Gold Heads for Bear Market as Investors Weigh Holdings, Recovery



Gold fell for a fourth day, nearing its first bear market since 2008, as investors reduced asset holdings amid optimism a global economic recovery will curb demand. 

Gold for immediate delivery declined as much as 0.2 percent to $1,551.05 an ounce and was at $1,553.80 at 8:11 a.m. in Singapore. Prices touched $1,540.29 yesterday, the lowest since May 30, and are set for a second weekly drop. Bullion tumbled 18.2 percent from a record close of $1,900.23 in September 2011, nearing the 20 percent that typically defines a bear market.

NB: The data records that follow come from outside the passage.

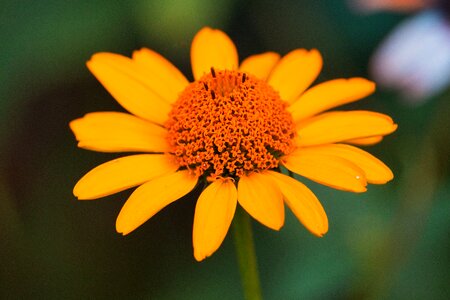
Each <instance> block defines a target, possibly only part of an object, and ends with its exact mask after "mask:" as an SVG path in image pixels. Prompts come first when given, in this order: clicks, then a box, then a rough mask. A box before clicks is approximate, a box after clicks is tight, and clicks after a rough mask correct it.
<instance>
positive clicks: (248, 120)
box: [165, 68, 295, 180]
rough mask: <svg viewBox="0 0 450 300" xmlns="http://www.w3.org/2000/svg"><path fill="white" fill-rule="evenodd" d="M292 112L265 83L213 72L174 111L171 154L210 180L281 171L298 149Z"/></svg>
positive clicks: (190, 93) (272, 89)
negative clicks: (282, 166)
mask: <svg viewBox="0 0 450 300" xmlns="http://www.w3.org/2000/svg"><path fill="white" fill-rule="evenodd" d="M286 106H287V104H286V103H285V102H283V101H282V100H281V99H280V96H279V94H278V93H277V92H276V91H275V90H273V89H272V88H271V87H270V86H269V85H268V84H267V83H266V82H265V81H263V80H259V79H257V78H256V77H254V76H252V75H250V74H246V73H242V72H238V71H228V70H225V71H222V70H214V69H213V68H212V69H211V72H210V73H208V74H205V75H204V76H203V77H202V78H201V79H200V80H198V81H195V82H193V83H191V84H190V85H189V86H188V87H187V88H186V89H185V90H184V91H183V92H182V93H181V95H180V97H179V98H178V100H177V101H176V102H175V103H174V105H173V108H172V111H171V112H170V114H169V119H168V121H167V122H166V123H165V127H166V128H167V129H168V135H167V139H168V142H169V145H170V147H171V153H172V154H173V155H174V156H175V158H176V160H177V162H178V164H179V165H180V167H181V168H186V169H189V170H191V172H192V173H193V174H195V175H196V176H201V175H205V176H206V177H207V178H208V180H215V179H216V178H223V177H231V178H236V177H240V176H242V175H244V174H247V173H249V172H252V171H258V170H267V169H273V168H276V167H278V164H279V158H280V157H281V156H282V155H285V154H288V153H290V152H291V151H292V150H293V148H294V146H293V140H294V137H295V125H294V123H293V121H292V117H291V115H290V113H289V112H287V111H286Z"/></svg>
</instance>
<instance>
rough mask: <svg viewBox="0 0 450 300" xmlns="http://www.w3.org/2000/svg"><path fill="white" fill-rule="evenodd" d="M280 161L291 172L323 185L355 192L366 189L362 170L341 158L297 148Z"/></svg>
mask: <svg viewBox="0 0 450 300" xmlns="http://www.w3.org/2000/svg"><path fill="white" fill-rule="evenodd" d="M282 162H283V164H284V166H285V167H286V168H288V169H289V170H291V171H292V172H295V173H297V174H299V175H302V176H305V177H306V178H309V179H311V180H313V181H316V182H318V183H321V184H323V185H326V186H329V187H332V188H335V189H339V190H344V191H350V192H355V193H361V192H365V191H366V185H367V182H366V178H365V176H364V171H363V170H361V169H360V168H359V167H357V166H356V165H355V164H353V163H352V162H350V161H348V160H345V159H343V158H340V157H335V156H329V155H321V154H316V153H311V152H308V151H305V152H303V151H302V149H298V150H296V151H294V152H292V153H291V154H290V155H288V156H286V157H284V158H283V159H282Z"/></svg>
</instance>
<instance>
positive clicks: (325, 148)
mask: <svg viewBox="0 0 450 300" xmlns="http://www.w3.org/2000/svg"><path fill="white" fill-rule="evenodd" d="M191 62H192V70H193V74H194V78H195V81H194V82H192V83H189V81H188V80H187V79H186V78H185V77H184V76H183V75H182V74H181V72H180V71H179V70H178V69H177V68H176V67H174V66H173V65H172V64H171V63H170V62H169V61H167V60H166V59H164V58H163V57H162V56H160V55H159V54H157V53H156V52H154V51H152V50H149V49H141V50H139V51H136V52H134V53H133V56H132V58H131V59H130V58H127V57H124V56H121V55H117V54H112V53H98V54H95V55H94V56H93V57H92V59H91V60H90V61H89V62H88V63H87V65H88V68H89V69H90V70H91V72H92V73H93V74H94V75H95V77H97V79H98V80H99V81H100V82H101V83H102V84H103V86H104V87H105V88H106V89H107V90H108V91H109V92H110V93H111V95H112V96H113V97H114V98H115V99H116V100H117V101H118V102H119V103H120V104H121V105H122V106H123V107H124V108H125V109H126V110H128V111H129V112H130V113H131V114H126V113H119V112H97V113H90V114H87V115H86V116H84V117H83V118H80V119H77V120H74V121H72V122H71V123H70V127H71V129H72V130H73V132H74V134H75V136H76V138H77V140H78V146H79V147H81V148H85V149H90V150H94V151H101V152H145V153H147V154H136V155H130V156H125V157H122V158H118V159H115V160H113V161H110V162H107V163H105V164H102V165H100V166H98V167H96V168H94V169H93V170H92V171H90V172H89V173H87V174H86V175H85V176H84V177H83V178H81V180H80V181H79V182H78V183H77V184H76V186H75V188H74V194H75V196H76V197H78V199H80V200H89V199H96V198H100V197H104V196H107V195H111V194H114V193H117V192H120V191H122V190H125V189H128V188H131V187H135V186H139V187H138V188H137V189H136V190H135V191H134V192H133V193H132V194H131V196H130V198H129V199H128V200H127V201H126V202H125V205H124V206H123V208H122V210H121V211H120V213H119V216H118V218H117V222H116V229H117V231H118V232H120V233H122V234H124V235H125V234H128V233H130V232H131V231H133V230H135V229H136V228H137V227H139V226H140V225H141V224H143V223H144V222H145V221H147V220H148V219H149V218H151V217H152V216H153V215H154V214H156V213H157V212H158V211H160V210H161V209H162V208H164V207H165V206H167V205H168V204H170V203H172V202H174V201H175V200H177V199H179V198H181V197H183V196H184V195H186V194H187V193H189V192H190V191H192V189H193V188H194V187H195V186H196V185H197V184H199V182H201V184H202V185H204V186H206V188H205V189H204V190H203V192H202V193H201V195H200V197H199V199H198V201H197V205H196V208H195V217H194V226H193V246H194V256H195V258H196V259H197V260H199V261H200V260H203V259H204V258H205V257H208V256H210V255H211V254H212V253H214V252H215V251H216V250H217V249H218V248H219V246H220V244H221V243H222V241H223V239H224V238H225V236H226V234H227V231H228V228H229V226H230V224H231V222H232V219H233V216H234V213H235V209H236V206H237V203H239V204H240V205H241V206H242V207H243V208H244V209H245V210H246V211H247V212H248V213H249V214H250V215H251V216H252V217H253V218H255V219H256V220H258V221H259V222H260V223H262V224H264V225H266V226H267V227H269V228H272V229H275V230H279V229H280V228H281V227H282V226H283V224H284V203H286V204H287V205H288V206H289V207H290V209H291V210H292V211H293V212H294V214H295V215H296V216H297V218H298V219H299V220H300V222H301V223H302V224H303V225H304V226H305V227H306V228H307V229H308V230H309V231H310V232H311V233H313V234H315V235H317V236H323V235H324V234H325V233H326V232H327V231H328V219H327V216H326V214H325V211H324V209H323V208H322V205H321V204H320V202H319V201H318V199H317V198H316V196H315V195H314V194H313V193H312V192H311V191H310V190H309V189H308V188H307V187H306V186H305V185H303V184H302V183H300V182H298V181H297V180H295V179H293V178H292V177H289V176H287V175H285V174H283V173H281V170H282V167H285V168H287V169H288V170H290V171H292V172H295V173H297V174H299V175H302V176H304V177H307V178H309V179H311V180H314V181H317V182H319V183H321V184H324V185H326V186H330V187H333V188H336V189H340V190H345V191H351V192H364V191H366V185H367V183H373V184H382V183H386V182H387V181H389V180H391V179H392V178H393V174H392V172H391V171H390V169H389V168H388V167H387V166H386V165H384V164H383V163H382V162H381V161H380V160H378V159H377V158H375V157H373V156H372V155H370V154H369V153H367V152H365V151H363V150H361V149H359V148H356V147H354V146H351V145H352V144H353V145H368V144H374V143H377V142H379V141H381V139H382V138H383V136H385V135H387V134H390V133H392V132H393V131H395V129H396V128H397V125H395V124H394V123H393V121H392V119H391V118H390V117H388V116H386V115H383V114H379V113H375V112H369V111H333V112H327V113H323V112H324V111H325V110H328V109H331V108H334V107H336V106H339V105H343V104H346V103H350V102H353V101H357V100H359V99H361V98H363V97H366V96H367V95H369V94H371V93H373V91H374V90H375V84H374V83H373V82H370V81H368V80H366V79H363V78H350V79H336V80H331V81H327V82H324V83H321V84H318V85H316V86H314V87H312V88H311V89H308V87H309V86H310V85H311V83H312V82H313V81H314V80H315V79H316V77H317V76H318V74H319V72H320V70H321V68H322V58H321V56H320V53H319V52H318V51H317V50H311V51H307V50H304V49H297V50H294V51H292V52H290V53H288V54H287V55H286V56H284V57H282V58H280V56H279V55H278V54H276V53H273V52H266V53H263V54H259V55H254V56H250V57H248V58H247V59H245V60H244V61H243V62H242V63H241V65H239V64H238V54H237V50H236V47H235V46H234V44H233V42H232V41H231V40H230V38H229V37H228V36H227V35H226V34H224V33H223V32H222V31H219V30H214V29H211V28H203V29H202V30H200V32H198V33H197V35H196V36H195V38H194V40H193V42H192V48H191ZM307 89H308V90H307Z"/></svg>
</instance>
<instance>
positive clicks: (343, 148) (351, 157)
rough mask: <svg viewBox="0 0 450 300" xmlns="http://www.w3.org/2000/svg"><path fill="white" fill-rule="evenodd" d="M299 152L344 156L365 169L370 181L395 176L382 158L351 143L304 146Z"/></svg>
mask: <svg viewBox="0 0 450 300" xmlns="http://www.w3.org/2000/svg"><path fill="white" fill-rule="evenodd" d="M297 152H298V153H310V154H318V155H319V154H320V155H329V156H337V157H340V158H344V159H346V160H348V161H350V162H352V163H353V164H355V165H357V166H358V167H359V168H361V169H362V170H363V171H364V174H365V177H366V179H367V182H368V183H374V184H383V183H386V182H388V181H390V180H392V178H394V174H392V171H391V170H390V169H389V168H388V167H387V166H386V165H385V164H384V163H383V162H382V161H381V160H379V159H378V158H376V157H375V156H373V155H371V154H370V153H368V152H366V151H364V150H361V149H359V148H356V147H353V146H350V145H343V144H331V145H323V146H315V147H308V148H302V149H299V150H297ZM295 153H296V152H294V155H295Z"/></svg>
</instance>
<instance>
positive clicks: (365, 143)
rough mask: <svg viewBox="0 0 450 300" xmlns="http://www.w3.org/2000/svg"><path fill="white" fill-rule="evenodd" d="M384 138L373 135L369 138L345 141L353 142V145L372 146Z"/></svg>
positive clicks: (347, 140) (346, 141) (380, 136)
mask: <svg viewBox="0 0 450 300" xmlns="http://www.w3.org/2000/svg"><path fill="white" fill-rule="evenodd" d="M382 140H383V137H382V136H371V137H368V138H362V139H352V140H347V141H344V143H348V144H353V145H361V146H370V145H375V144H378V143H379V142H381V141H382Z"/></svg>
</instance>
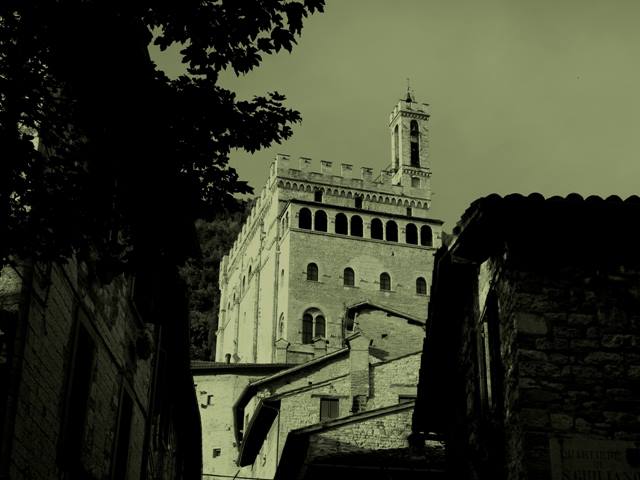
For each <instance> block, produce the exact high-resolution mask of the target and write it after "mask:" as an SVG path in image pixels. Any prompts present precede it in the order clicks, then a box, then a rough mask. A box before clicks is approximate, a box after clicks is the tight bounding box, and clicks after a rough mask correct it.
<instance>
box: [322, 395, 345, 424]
mask: <svg viewBox="0 0 640 480" xmlns="http://www.w3.org/2000/svg"><path fill="white" fill-rule="evenodd" d="M339 407H340V401H339V400H338V399H337V398H321V399H320V421H321V422H324V421H327V420H331V419H333V418H338V416H339V415H340V413H339V410H340V409H339Z"/></svg>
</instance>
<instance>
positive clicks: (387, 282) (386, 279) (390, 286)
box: [380, 272, 391, 291]
mask: <svg viewBox="0 0 640 480" xmlns="http://www.w3.org/2000/svg"><path fill="white" fill-rule="evenodd" d="M380 290H385V291H390V290H391V277H390V276H389V274H388V273H386V272H384V273H381V274H380Z"/></svg>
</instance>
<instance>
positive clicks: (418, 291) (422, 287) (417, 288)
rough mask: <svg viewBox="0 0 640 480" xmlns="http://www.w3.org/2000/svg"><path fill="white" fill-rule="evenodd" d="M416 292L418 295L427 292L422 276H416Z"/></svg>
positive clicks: (425, 284)
mask: <svg viewBox="0 0 640 480" xmlns="http://www.w3.org/2000/svg"><path fill="white" fill-rule="evenodd" d="M416 293H417V294H418V295H426V294H427V281H426V280H425V279H424V278H422V277H418V278H416Z"/></svg>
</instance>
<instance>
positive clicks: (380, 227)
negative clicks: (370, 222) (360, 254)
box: [371, 218, 384, 240]
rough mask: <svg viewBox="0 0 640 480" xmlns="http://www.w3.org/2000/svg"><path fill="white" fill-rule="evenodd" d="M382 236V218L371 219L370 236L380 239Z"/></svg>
mask: <svg viewBox="0 0 640 480" xmlns="http://www.w3.org/2000/svg"><path fill="white" fill-rule="evenodd" d="M383 236H384V233H383V228H382V220H380V219H379V218H374V219H373V220H371V238H374V239H376V240H382V239H383Z"/></svg>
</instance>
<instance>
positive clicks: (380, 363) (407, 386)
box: [367, 351, 422, 409]
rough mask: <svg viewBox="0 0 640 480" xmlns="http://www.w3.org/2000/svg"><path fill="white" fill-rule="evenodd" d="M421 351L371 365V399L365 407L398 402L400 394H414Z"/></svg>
mask: <svg viewBox="0 0 640 480" xmlns="http://www.w3.org/2000/svg"><path fill="white" fill-rule="evenodd" d="M421 355H422V352H421V351H419V352H416V353H412V354H410V355H405V356H404V357H402V358H398V359H395V360H391V361H388V362H382V363H378V364H375V365H372V366H371V378H372V380H373V382H372V383H373V385H372V387H371V392H372V395H371V399H370V400H369V401H368V402H367V409H376V408H380V407H385V406H389V405H393V404H394V403H398V398H399V397H400V396H415V395H416V385H417V384H418V371H419V369H420V357H421Z"/></svg>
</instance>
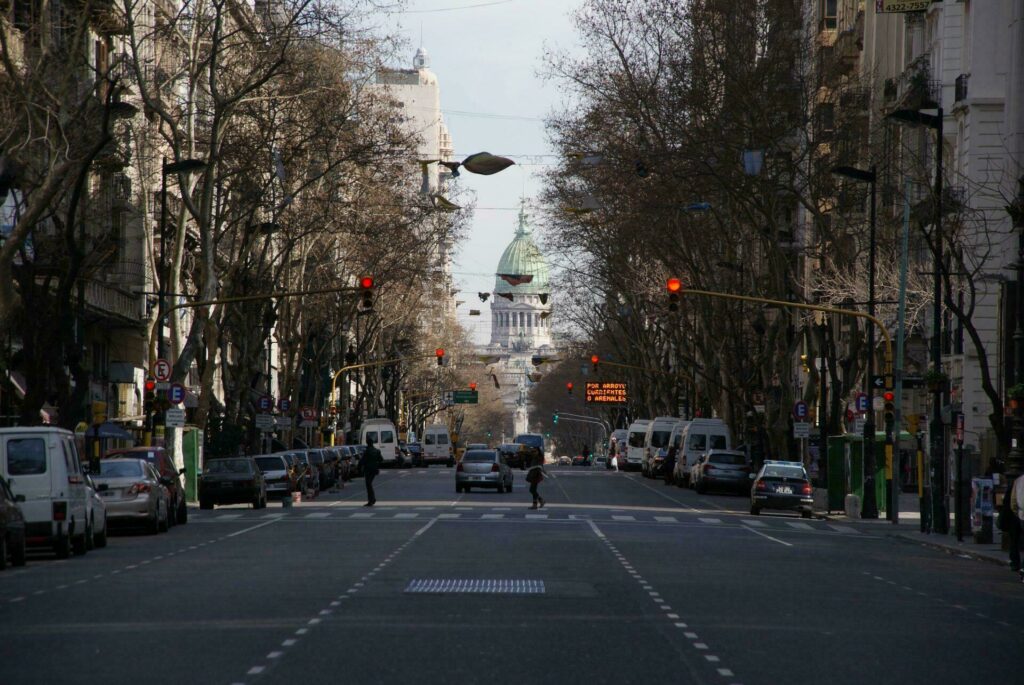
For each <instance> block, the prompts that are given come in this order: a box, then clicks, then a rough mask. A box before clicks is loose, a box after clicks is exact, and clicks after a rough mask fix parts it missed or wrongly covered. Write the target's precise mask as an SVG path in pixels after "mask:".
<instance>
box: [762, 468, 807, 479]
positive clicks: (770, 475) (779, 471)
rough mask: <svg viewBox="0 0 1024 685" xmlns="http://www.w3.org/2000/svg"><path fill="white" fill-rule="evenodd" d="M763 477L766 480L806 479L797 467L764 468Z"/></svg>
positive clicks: (802, 471)
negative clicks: (765, 479) (766, 479)
mask: <svg viewBox="0 0 1024 685" xmlns="http://www.w3.org/2000/svg"><path fill="white" fill-rule="evenodd" d="M764 475H765V476H766V477H768V478H806V476H805V475H804V469H803V468H801V467H799V466H766V467H765V473H764Z"/></svg>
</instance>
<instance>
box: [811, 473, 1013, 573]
mask: <svg viewBox="0 0 1024 685" xmlns="http://www.w3.org/2000/svg"><path fill="white" fill-rule="evenodd" d="M814 500H815V508H816V509H818V510H819V513H820V515H821V516H823V517H824V518H826V519H828V520H830V521H845V522H847V523H856V524H858V525H863V526H865V527H869V528H870V529H871V531H872V532H876V533H882V534H885V536H889V537H891V538H898V539H900V540H905V541H907V542H911V543H916V544H919V545H924V546H925V547H931V548H933V549H937V550H940V551H943V552H946V553H947V554H955V555H957V556H962V557H970V558H973V559H978V560H979V561H987V562H990V563H996V564H998V565H1000V566H1002V567H1005V568H1009V555H1008V553H1007V552H1004V551H1002V548H1001V544H1000V541H1001V537H1002V533H1001V532H999V531H998V530H993V531H992V539H993V543H992V544H979V543H975V542H974V534H973V533H971V532H968V530H967V528H965V531H964V542H963V543H959V542H956V527H955V521H954V519H953V517H952V516H950V518H949V534H946V536H943V534H940V533H937V532H932V533H926V532H922V531H921V512H920V510H919V509H920V503H919V501H918V496H916V495H915V494H912V493H909V494H908V493H903V494H901V495H900V498H899V524H898V525H897V524H894V523H893V522H892V521H890V520H888V519H887V518H886V517H885V513H884V512H881V513H880V516H879V518H877V519H861V518H849V517H847V515H846V514H845V513H844V512H842V511H838V512H837V511H834V512H829V513H826V512H825V511H824V510H825V506H824V503H825V502H826V499H825V493H824V490H823V489H822V488H816V489H815V493H814ZM993 523H994V522H993Z"/></svg>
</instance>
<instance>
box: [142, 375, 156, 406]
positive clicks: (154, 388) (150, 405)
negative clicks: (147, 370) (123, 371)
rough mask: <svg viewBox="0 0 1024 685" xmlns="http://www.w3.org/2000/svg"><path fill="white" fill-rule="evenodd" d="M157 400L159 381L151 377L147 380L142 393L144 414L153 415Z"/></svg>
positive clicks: (145, 382)
mask: <svg viewBox="0 0 1024 685" xmlns="http://www.w3.org/2000/svg"><path fill="white" fill-rule="evenodd" d="M156 400H157V381H156V379H154V378H152V377H150V378H146V379H145V383H144V385H143V391H142V413H143V414H145V415H150V414H152V413H153V410H154V404H155V402H156Z"/></svg>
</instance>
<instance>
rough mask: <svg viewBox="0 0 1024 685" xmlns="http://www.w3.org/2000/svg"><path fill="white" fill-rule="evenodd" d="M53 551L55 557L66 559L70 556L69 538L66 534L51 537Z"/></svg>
mask: <svg viewBox="0 0 1024 685" xmlns="http://www.w3.org/2000/svg"><path fill="white" fill-rule="evenodd" d="M53 552H54V554H56V555H57V559H67V558H68V557H70V556H71V538H69V537H68V536H57V537H56V538H54V539H53Z"/></svg>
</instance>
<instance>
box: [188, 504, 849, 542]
mask: <svg viewBox="0 0 1024 685" xmlns="http://www.w3.org/2000/svg"><path fill="white" fill-rule="evenodd" d="M309 509H311V508H303V507H297V508H294V509H289V510H280V511H275V512H264V511H253V510H240V511H232V510H227V511H212V512H210V511H200V512H193V513H191V514H190V520H195V521H199V522H208V523H216V522H225V523H226V522H232V521H238V522H242V521H243V520H244V521H252V520H274V519H278V520H285V521H291V522H300V521H310V522H311V521H340V520H349V519H351V520H364V521H366V520H374V521H388V520H392V521H394V520H398V521H401V520H408V521H412V520H423V521H429V520H430V519H433V518H436V519H440V520H459V521H538V522H540V521H560V522H568V521H593V522H595V523H611V524H615V523H622V524H630V523H650V524H657V525H671V524H677V525H688V526H701V527H709V528H714V527H722V528H725V527H729V528H737V527H746V528H753V529H756V530H759V531H763V532H786V531H788V532H819V533H834V534H843V536H860V534H863V533H862V532H861V531H860V530H858V529H857V528H856V527H854V526H852V525H844V524H841V523H833V522H830V521H819V520H811V521H807V520H791V519H787V518H784V517H773V516H762V517H758V518H744V517H740V516H734V515H720V516H714V517H713V516H695V515H693V514H678V515H669V514H659V513H654V512H649V511H635V512H624V511H621V510H618V511H616V510H611V511H603V510H586V511H580V510H572V509H557V508H549V509H548V510H545V511H543V512H542V511H539V510H530V509H528V508H526V507H493V508H481V507H450V506H443V507H376V508H375V509H374V510H373V511H367V510H362V509H360V510H359V511H353V510H352V508H350V507H346V508H340V507H339V508H333V507H329V508H327V509H326V510H325V509H317V510H315V511H309Z"/></svg>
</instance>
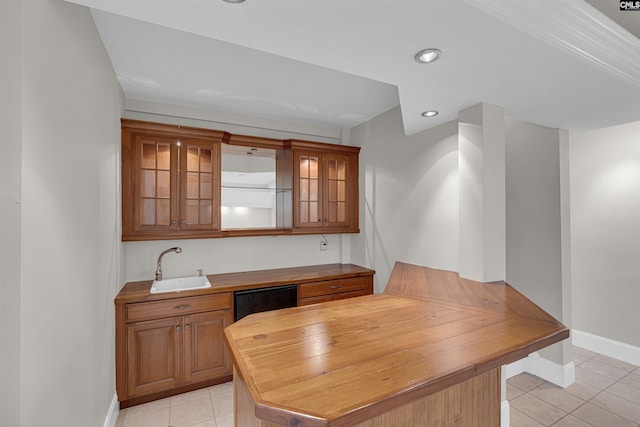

Holdings of gold-backed exchange-traded products are down 7.5 percent this year to the lowest since August, data compiled by Bloomberg show. If ETPs outflows gain momentum, prices are likely to struggle in the coming sessions until a new catalyst emerges, Barclays Plc said yesterday. The bull market in equities entered its fifth year last month, with the S&P 500 more than doubling from its bottom in 2009.

“There seems to be an overarching sense of complacency about the world economic picture at the moment,” said Gavin Wendt, a director at Mine Life Pty. in Sydney. “There’s a pervading view that gold’s run is over, get out of gold and start putting your money into the share market.”

Gold ETPs stood at 2,435.35 metric tons yesterday, according to data compiled by Bloomberg. The Standard & Poor’s 500 Index (SPX) rose to a record on April 2, after rallying 10 percent in the first quarter as gold dropped 4.6 percent.

Gold for June delivery was little changed at $1,552 an ounce on the Comex in New York. Prices dropped to $1,539.40 yesterday, the lowest for a most-active contract since May 30.